Prodige noir tente la même aventure avec un égal succès. Certes, l’époque et le décor diffèrent, les États-Unis plutôt que Florence, le balbutiant vingtième siècle et son racisme plutôt que les affrontements entre mécènes cosmopolites. Mais la performance de l’auteur suscite la même admiration. Voilà un jeune Noir dont le fabuleux talent de pianiste s’épanouit grâce à la reconnaissance d’une famille blanche. Adopté par une femme éprise de musique, l’enfant donne très tôt les preuves d’un don rarissime. Mais comment pourrait-il l’exprimer dans un monde qui présume l’infériorité culturelle des Noirs ? Le hasard permettra quand même à l’enfant d’attirer sur lui l’attention d’un maître du piano et de bénéficier à Paris d’un apprentissage privilégié. Ce sont là des années de détente et de formation qui, peut-être, permettront enfin au jeune prodige une carrière conforme à son mérite.
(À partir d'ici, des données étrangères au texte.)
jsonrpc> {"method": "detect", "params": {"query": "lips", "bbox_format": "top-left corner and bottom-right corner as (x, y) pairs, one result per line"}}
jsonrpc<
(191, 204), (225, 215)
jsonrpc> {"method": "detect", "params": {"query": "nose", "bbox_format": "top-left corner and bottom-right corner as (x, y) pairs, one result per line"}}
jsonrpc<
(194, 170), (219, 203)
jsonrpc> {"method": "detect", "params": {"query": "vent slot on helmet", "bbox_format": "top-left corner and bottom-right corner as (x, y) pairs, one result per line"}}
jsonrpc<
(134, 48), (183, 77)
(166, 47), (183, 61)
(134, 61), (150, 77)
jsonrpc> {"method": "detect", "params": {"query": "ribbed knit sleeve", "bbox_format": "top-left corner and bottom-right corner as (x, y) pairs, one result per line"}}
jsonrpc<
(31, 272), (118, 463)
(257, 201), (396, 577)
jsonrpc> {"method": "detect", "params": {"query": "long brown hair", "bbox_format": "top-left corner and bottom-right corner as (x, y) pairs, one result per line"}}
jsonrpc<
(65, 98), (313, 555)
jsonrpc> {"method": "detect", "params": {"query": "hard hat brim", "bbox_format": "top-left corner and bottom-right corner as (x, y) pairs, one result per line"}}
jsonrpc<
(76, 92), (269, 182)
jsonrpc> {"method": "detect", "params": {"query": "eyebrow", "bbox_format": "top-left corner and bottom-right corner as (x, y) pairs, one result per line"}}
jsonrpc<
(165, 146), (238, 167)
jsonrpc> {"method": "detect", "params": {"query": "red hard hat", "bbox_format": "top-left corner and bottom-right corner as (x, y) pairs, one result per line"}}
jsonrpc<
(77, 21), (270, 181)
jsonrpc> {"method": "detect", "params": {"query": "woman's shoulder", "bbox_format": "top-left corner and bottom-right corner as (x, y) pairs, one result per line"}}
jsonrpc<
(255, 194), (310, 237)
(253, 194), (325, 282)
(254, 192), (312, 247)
François Guérin ne lésine d’ailleurs pas sur les moyens : son héros, en effet, fréquente Debussy, Cocteau, Satie, Stravinsky ! Comment, sous leurs éloges, ne consoliderait-il pas sa confiance en lui-même ? Mais c’est soudain la guerre. 1914 renvoie le jeune homme à sa terre d’Amérique, une Amérique encore sous l’emprise de ses exclusions. Gershwin a beau s’interposer, l’ostracisme persiste.
Guérin ne sous-estime pas son lecteur. Il n’éprouve pas le besoin de préciser lourdement ce que l’empathie peut et doit faire comprendre. Qu’on ne s’attende donc pas à ce que la conclusion baigne dans une clarté parfaite.